Sherry Adams, a biologist who lives at the Modini Mayacamas Preserves northeast of Healdsburg, jokes that “the mountain lions know me by name,” even though they stay out of sight.
“They are in fact there,” she said. “The cameras show them enough. We know they are around more often than we see them.”
Biologists say the big cats with the long, thick tails are among the first species to disappear as the natural habitat becomes fragmented.
But scientists say these top predators, or “ecosystem regulators,” are important to help maintain the balance of plants and animals.
They keep deer herds on the move so they don’t overgraze, resulting in less erosion along riverbanks, for example. They also open up habitat for other species, according to organizations devoted to protecting mountain lions.
Common names for the mountain lion include cougar, panther, puma and catamount, but it’s all the same creature.
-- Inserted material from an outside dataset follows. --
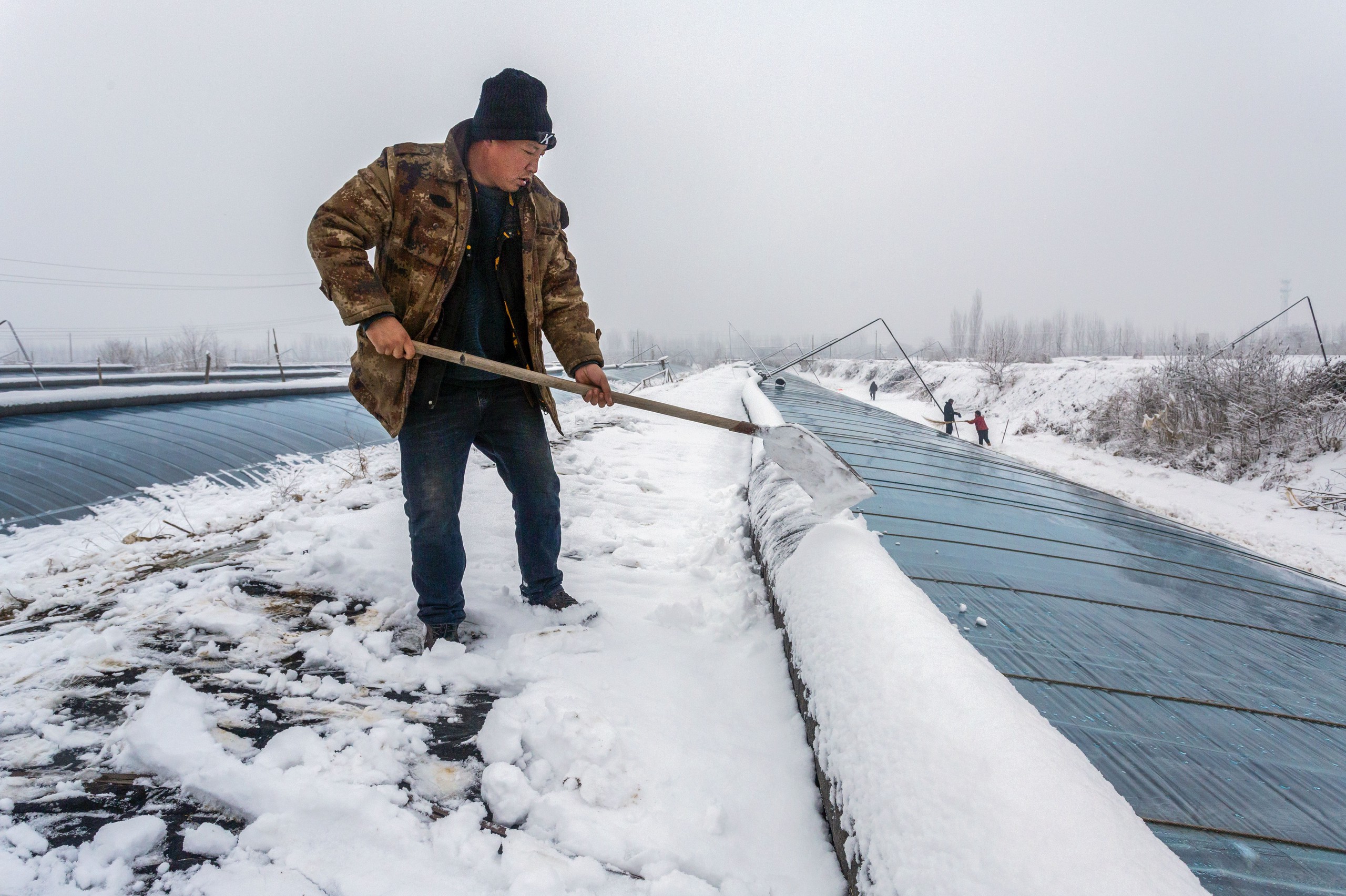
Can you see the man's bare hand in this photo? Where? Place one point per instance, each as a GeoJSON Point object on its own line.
{"type": "Point", "coordinates": [391, 338]}
{"type": "Point", "coordinates": [601, 396]}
They used to be found throughout the United States, but they are now primarily in 14 western states. There is a small endangered population in Florida.
Groups that study and advocate for mountain lions worry about their long-term prospects for survival as human activity shrinks their range.
“The lion could easily go extinct in parts of the West under our watch,” said Zara McDonald, director for the Bay Area Puma Project, the first large-scale research, education and conservation program for mountain lions in and around the Bay Area.
She wants to avoid the shrinking of the population that’s occurred in other areas such the Santa Monica Mountains in Southern California. She said there are six or seven mountain lions there now, compared to about 50 three decades ago.
The basic question at work in such areas, McDonald said: “Is it possible in the long term to coexist with humans?”
Her organization uses cameras and GPS collars to analyze mountain lion movements, and to promote better coexistence and less conflict between pumas and people.
“They are clearly misunderstood,” she said. “Our goal is to raise awareness and compassion and general understanding of what they are, how they move in the landscape. They are not stalking you every time you go on a trail. They aren’t interested in you.”
Their intelligence, resilience, looks and strength make them rock stars of the animal kingdom. “Charismatic flagships for conservation” is how Paul Beier, a biology and wildlife ecology professor at Northern Arizona University, describes them.
Capable of impressive physical feats, mountain lions can bound up to 40 feet while running, leap 15 feet up a tree, climb over a 12-foot fence and reach speeds of 50 mph in a sprint, according to the website mountainlion.org.
A typical adult male weighs 110 to 180 pounds and a female, 80 to 130 pounds.
Generally they can be found wherever there are deer — their main source of food — but foothills and mountains are their most suitable remaining habitat.
Property owners can reduce their risk of encountering a lion by deer-proofing their landscape, clearing dense brush around the home and installing outdoor lighting that makes it difficult for lions to approach unseen.